Mahama wished to reopen his case to subpoena the chairperson of the Electoral Commission (EC), Jean Mensa, into the witness box for cross-examination.
But, the court dismissed that application.
The lawyers for the former president led by Tsatsu Tsikata disagreed with the court’s ruling and applied for a review.
After hours of arguments from counsel for both parties in the case and deliberations from the nine-member panel, the Chief Justice, Justice Anin Yeboah, delivered the court’s ruling on Monday, February 22, 2021.
According to rule 54, which provides the grounds for review; the Court may review any decision made or given by it on the following grounds
(a) Exceptional circumstances which have resulted in miscarriage of justice;
(b) Discovery of new and important matter or evidence which, after the exercise of due diligence, was not within the applicant's knowledge or could not be produced by him.
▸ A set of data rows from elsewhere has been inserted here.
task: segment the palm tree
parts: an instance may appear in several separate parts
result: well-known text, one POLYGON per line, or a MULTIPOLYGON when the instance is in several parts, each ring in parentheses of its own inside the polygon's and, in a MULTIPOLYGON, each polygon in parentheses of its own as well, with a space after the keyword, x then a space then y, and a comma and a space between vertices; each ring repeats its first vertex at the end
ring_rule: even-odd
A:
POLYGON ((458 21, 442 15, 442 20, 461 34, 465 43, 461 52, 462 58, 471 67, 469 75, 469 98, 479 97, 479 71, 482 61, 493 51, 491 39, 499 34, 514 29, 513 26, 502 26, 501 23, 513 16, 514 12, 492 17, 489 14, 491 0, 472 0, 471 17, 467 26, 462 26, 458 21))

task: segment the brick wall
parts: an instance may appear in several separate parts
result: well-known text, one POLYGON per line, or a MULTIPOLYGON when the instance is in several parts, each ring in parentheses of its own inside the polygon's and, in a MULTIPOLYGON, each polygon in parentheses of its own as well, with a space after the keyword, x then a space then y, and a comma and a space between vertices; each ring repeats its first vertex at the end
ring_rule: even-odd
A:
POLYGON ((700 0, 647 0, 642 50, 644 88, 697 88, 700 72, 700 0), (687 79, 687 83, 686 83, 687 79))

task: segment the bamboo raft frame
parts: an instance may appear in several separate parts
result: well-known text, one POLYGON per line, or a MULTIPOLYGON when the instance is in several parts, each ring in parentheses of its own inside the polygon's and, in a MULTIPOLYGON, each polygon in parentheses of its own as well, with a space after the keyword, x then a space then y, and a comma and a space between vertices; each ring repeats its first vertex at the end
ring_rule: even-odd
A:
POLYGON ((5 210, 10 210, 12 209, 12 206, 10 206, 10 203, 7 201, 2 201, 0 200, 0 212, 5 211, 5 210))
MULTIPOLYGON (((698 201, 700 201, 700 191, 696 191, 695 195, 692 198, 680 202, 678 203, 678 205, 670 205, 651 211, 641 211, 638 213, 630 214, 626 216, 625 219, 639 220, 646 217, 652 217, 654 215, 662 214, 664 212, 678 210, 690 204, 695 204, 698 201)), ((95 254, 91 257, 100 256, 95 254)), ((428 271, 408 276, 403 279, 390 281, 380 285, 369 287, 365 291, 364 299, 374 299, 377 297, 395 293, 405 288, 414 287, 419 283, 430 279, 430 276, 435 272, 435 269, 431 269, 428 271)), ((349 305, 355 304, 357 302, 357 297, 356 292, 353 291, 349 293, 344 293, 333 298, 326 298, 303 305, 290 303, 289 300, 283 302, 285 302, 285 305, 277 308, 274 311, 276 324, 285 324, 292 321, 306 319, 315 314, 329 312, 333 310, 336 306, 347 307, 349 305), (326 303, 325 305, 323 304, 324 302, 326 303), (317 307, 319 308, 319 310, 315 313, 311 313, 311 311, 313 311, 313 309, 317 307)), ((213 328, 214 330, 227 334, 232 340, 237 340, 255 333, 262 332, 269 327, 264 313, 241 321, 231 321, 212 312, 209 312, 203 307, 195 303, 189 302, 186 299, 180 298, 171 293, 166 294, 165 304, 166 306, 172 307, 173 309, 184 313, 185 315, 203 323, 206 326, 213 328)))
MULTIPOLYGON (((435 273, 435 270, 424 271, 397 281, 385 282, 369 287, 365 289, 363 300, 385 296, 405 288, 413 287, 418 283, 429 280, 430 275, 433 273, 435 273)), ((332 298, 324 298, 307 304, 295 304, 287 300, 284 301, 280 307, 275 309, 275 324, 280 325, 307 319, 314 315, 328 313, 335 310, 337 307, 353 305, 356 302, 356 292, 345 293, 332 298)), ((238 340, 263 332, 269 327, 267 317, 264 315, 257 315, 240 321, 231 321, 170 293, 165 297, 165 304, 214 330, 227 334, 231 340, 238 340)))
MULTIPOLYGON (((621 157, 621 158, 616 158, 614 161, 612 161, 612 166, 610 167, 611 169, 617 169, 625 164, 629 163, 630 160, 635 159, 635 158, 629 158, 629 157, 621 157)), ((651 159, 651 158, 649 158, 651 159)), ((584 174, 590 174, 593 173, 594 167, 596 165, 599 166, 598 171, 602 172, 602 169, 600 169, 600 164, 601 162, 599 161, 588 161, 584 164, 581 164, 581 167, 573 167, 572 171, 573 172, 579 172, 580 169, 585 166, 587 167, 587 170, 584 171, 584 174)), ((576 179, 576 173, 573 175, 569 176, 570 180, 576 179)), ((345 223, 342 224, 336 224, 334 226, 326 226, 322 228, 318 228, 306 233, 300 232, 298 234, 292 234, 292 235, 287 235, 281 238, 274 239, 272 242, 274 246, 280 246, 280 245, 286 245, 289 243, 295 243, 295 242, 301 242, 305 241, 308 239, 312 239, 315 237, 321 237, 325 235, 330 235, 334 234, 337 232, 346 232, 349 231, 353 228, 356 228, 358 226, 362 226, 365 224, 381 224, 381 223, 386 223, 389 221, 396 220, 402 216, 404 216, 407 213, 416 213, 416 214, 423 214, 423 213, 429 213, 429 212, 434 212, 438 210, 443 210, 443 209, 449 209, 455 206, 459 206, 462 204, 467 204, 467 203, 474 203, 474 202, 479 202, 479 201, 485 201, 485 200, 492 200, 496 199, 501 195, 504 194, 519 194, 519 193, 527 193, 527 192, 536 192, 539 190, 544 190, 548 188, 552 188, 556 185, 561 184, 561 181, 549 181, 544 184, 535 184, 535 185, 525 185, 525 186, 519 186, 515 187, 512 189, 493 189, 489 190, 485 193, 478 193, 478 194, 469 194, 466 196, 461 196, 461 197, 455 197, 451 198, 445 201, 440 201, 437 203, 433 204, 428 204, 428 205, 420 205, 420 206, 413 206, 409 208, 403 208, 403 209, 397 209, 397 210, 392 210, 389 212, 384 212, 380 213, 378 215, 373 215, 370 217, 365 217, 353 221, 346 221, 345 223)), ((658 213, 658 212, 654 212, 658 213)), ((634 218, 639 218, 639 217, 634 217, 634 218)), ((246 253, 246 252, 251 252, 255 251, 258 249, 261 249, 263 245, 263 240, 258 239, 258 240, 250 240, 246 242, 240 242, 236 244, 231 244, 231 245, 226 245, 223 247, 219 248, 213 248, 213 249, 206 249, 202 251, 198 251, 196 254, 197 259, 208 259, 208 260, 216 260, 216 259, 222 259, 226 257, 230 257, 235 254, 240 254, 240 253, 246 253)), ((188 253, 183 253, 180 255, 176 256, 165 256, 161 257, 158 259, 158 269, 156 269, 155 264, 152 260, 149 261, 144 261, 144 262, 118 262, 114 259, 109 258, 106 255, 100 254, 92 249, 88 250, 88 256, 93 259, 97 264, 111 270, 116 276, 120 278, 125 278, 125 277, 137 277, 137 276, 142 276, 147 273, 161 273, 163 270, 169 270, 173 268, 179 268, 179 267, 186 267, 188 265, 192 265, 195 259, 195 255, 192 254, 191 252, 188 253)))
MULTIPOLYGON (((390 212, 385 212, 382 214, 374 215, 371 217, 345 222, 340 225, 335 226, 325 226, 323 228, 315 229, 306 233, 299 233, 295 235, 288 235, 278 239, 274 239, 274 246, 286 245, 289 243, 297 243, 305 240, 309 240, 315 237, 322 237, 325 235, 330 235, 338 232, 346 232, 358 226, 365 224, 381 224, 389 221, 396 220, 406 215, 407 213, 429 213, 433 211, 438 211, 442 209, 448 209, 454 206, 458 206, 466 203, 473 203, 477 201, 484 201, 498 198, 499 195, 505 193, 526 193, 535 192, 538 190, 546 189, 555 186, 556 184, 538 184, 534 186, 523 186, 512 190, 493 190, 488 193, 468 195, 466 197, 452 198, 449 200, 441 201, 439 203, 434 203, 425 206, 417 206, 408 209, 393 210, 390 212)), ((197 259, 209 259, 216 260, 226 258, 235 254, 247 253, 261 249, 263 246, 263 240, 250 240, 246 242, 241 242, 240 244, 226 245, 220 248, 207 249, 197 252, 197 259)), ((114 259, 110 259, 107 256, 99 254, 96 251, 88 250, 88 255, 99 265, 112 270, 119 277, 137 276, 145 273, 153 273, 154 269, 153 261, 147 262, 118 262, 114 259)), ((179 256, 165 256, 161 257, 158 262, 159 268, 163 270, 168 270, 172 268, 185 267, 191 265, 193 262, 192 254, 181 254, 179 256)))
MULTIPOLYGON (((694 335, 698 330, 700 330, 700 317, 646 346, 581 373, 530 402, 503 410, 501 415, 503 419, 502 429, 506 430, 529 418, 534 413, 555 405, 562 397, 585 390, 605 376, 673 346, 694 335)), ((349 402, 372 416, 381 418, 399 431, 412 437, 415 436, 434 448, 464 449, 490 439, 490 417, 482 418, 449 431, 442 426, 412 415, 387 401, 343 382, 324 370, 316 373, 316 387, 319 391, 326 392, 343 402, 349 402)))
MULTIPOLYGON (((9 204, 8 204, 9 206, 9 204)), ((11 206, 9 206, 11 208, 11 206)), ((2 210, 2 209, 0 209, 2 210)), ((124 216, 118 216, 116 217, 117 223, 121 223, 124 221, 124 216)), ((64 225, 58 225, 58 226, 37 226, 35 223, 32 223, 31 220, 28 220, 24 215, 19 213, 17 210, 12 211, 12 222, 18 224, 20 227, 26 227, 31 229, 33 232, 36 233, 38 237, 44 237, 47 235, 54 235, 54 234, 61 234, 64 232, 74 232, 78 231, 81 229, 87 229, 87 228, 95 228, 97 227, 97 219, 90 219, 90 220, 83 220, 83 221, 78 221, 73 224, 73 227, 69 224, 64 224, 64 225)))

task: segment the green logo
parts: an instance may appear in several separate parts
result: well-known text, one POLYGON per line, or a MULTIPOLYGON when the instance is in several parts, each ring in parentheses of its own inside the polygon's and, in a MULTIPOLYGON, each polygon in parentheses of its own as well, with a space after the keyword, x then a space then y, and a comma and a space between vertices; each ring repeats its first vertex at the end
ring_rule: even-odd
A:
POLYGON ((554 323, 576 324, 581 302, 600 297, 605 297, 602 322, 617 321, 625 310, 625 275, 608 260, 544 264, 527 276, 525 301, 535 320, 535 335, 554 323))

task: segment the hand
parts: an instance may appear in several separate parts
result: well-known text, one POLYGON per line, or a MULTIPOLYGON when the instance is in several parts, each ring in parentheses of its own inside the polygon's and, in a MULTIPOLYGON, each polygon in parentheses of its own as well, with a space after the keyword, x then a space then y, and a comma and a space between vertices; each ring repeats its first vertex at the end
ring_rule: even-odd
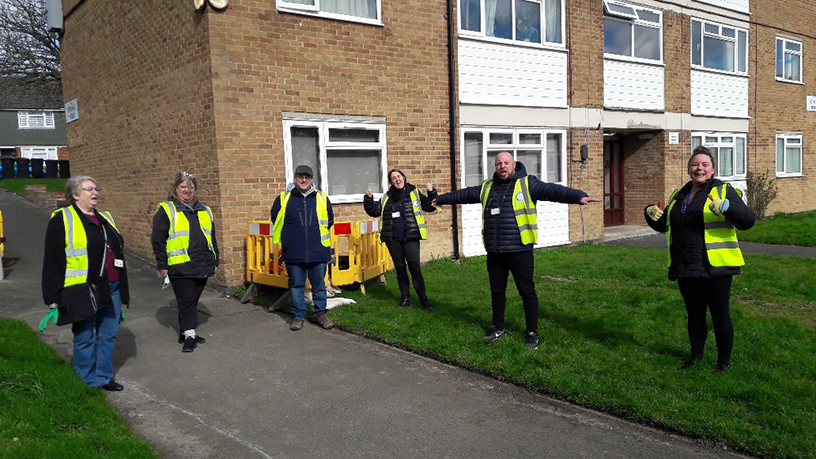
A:
POLYGON ((366 190, 366 196, 368 196, 369 198, 374 196, 373 194, 371 194, 371 187, 368 187, 368 190, 366 190))
POLYGON ((51 303, 48 305, 48 309, 57 309, 57 303, 51 303))
POLYGON ((57 320, 59 319, 59 309, 56 308, 56 305, 50 304, 48 305, 50 309, 48 309, 48 313, 45 314, 45 317, 42 318, 40 321, 39 330, 43 331, 46 327, 48 327, 48 320, 53 319, 54 325, 57 324, 57 320))
POLYGON ((215 269, 213 270, 213 274, 218 272, 218 265, 215 265, 215 269))
MULTIPOLYGON (((125 305, 122 305, 122 306, 125 306, 125 305)), ((125 310, 122 309, 122 313, 119 314, 119 323, 121 324, 121 323, 124 323, 124 322, 125 322, 125 310)))
POLYGON ((167 277, 167 270, 166 269, 160 269, 159 270, 159 277, 167 277))
POLYGON ((731 206, 728 199, 715 198, 711 196, 711 193, 708 194, 708 199, 711 200, 711 204, 708 205, 708 210, 710 210, 714 215, 722 214, 731 206))
POLYGON ((436 206, 438 206, 438 205, 439 205, 439 204, 437 204, 437 203, 436 203, 436 198, 434 198, 433 200, 431 200, 431 205, 432 205, 432 206, 434 206, 434 207, 436 207, 436 206))
POLYGON ((663 216, 663 201, 658 201, 656 206, 647 207, 646 215, 648 215, 653 222, 660 220, 660 217, 663 216))
POLYGON ((431 183, 431 182, 426 183, 425 184, 425 189, 428 190, 428 193, 433 191, 433 189, 434 189, 433 183, 431 183))
POLYGON ((601 202, 601 200, 598 199, 598 198, 590 198, 589 196, 584 196, 583 198, 581 198, 581 205, 582 206, 584 204, 589 204, 590 202, 601 202))

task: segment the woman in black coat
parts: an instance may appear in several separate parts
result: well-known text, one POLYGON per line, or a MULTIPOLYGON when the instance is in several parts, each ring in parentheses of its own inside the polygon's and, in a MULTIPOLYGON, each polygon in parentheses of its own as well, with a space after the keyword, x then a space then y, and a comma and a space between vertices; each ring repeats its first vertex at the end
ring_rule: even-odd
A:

According to the Chief Justice, a case can be allowed to reopen only when the above mentioned criteria was satisfied.
He said there is no provision in the constitution or statute that shows that the EC boss can be subjected to different rules contrary to established rules of procedure and settled practice.
The Chief Justice said Jean Mensa is not a party to the suit and therefore, whether or not to testify was not her decision but that of the Electoral Commission.
Election petition: Mahama requests a delay in today’s proceedings for Tsatsu Tsikata to adequately prepare
He said the court found no merit in the argument made by the counsel for the petitioner that the court did not rule in accordance with the laws of the land but rather the black dictionary which is a subsidiary.
“The review jurisdiction is a special jurisdiction to be exercised in exceptional circumstances. It is not an appellate jurisdiction. It is a kind of jurisdiction held in reserve…when a fundamental and basic error may have inadvertently been committed by the court…which error must have occasioned a gross miscarriage of justice.
The review jurisdiction was intended as a try on by a party after losing an appeal…nor is it an automatic misstep from appeal neither is it meant to be resorted to as an emotional reaction to an unfortunate or unfavourable judgement,” he stated.